According to its analysis, the central bank estimates two-thirds of borrowers who are still on fixed-rate loans have savings equivalent to at least 12 months of scheduled mortgage repayments.
This is about the same level as variable rate owner-occupier borrowers.
But by the RBA’s own admission, there is a smaller cohort of less than one in five borrowers who will roll off onto higher interest rates with much lower savings buffers, equivalent to less than three months of repayments.
This is the group the RBA will be watching closely.

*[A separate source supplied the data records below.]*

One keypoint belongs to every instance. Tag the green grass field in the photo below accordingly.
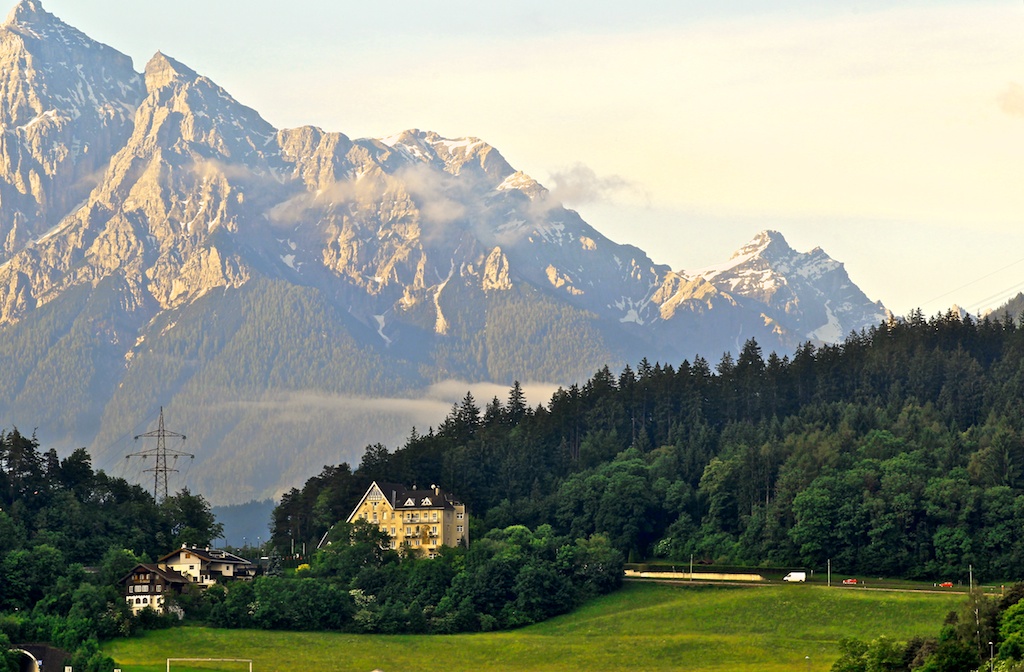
(642, 627)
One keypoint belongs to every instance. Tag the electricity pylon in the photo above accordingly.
(161, 453)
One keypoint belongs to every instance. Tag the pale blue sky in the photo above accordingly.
(890, 133)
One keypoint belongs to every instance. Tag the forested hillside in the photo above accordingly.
(68, 536)
(898, 452)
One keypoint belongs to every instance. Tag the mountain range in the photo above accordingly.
(289, 293)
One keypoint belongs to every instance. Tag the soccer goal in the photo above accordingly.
(205, 664)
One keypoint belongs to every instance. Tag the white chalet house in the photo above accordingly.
(205, 567)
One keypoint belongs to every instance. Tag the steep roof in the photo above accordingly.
(168, 575)
(208, 554)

To add to the uncertainty, fresh inflation data released on Wednesday, which came in above economists’ expectations, has increased the likelihood of a November 7 rate increase.
Bond markets are now pricing in a two in three chance the central bank board will raise the cash rate to 4.35 per cent, up from 4.1 per cent, when it meets on Melbourne Cup Day.
Odds for a rate hike by year’s end are now at 88 per cent.
Any move higher will no doubt spell more pain, but with borrowers by and large keeping their head above water, the central bank will likely be confident another rate hike is a risk it can afford to take.